Amy Tennery concedes hers was not the typical high school crush. The object of her affections: the Columbia Graduate School of Journalism.
“Some girls were in love with Justin Timberlake,” Tennery said. “I was in love with the journalism school.”
Tennery, 23, grew up in Gaithersburg, Md., a suburb of Washington, D.C. As a child, horses were her passion; she once rode in the Washington International Horse Show, a world-renowned equestrian competition.
But the sport could be grueling.

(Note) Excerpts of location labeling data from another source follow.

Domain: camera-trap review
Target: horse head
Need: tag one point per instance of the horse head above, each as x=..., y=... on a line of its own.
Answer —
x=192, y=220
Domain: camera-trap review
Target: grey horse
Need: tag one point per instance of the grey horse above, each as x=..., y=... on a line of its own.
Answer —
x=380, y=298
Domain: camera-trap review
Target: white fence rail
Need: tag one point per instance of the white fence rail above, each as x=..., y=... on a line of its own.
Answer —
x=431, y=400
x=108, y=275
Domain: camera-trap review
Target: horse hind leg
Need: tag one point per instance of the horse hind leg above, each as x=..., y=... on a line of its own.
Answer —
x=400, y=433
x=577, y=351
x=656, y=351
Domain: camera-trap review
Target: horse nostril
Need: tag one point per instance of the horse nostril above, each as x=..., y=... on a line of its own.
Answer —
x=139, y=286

Practice would consume several hours every day; often she didn’t look at her school work until 9 p.m. “It was really demanding,” Tennery recalled. “Sometimes you just burn out.”
Tennery found a new passion at Holton-Arms, a girls prep school in Bethesda, Md. Her sister, two years older, worked for the school newspaper, and introduced Tennery to the craft. She was instantly hooked and began researching journalism schools.
At Scripps College, a small, women’s college outside of Los Angeles, Tennery served as the editor of the student newspaper. She also wrote for the Claremont Courier, a local printed twice-weekly, and scored
internships at Ms. Magazine and Washingtonpost.com. The jobs introduced her to kind of journalism that most appeals to her: reporting and writing about politics, culture and how the two sometimes intersect.
Tennery said her aspiration to attend Columbia never wavered. She was drawn by its reputation and its location. “I think that New York is the world’s greatest place to do what we’re doing,” she said.
The year had an inauspicious start: During a jaunt to Costa Rica with her boyfriend, Tennery picked up a virus that sidelined her for much of her first week on campus. Still, she’s thrilled to be living her dream and confident she’ll end the year feeling “that I’m sort of ahead of the pack.”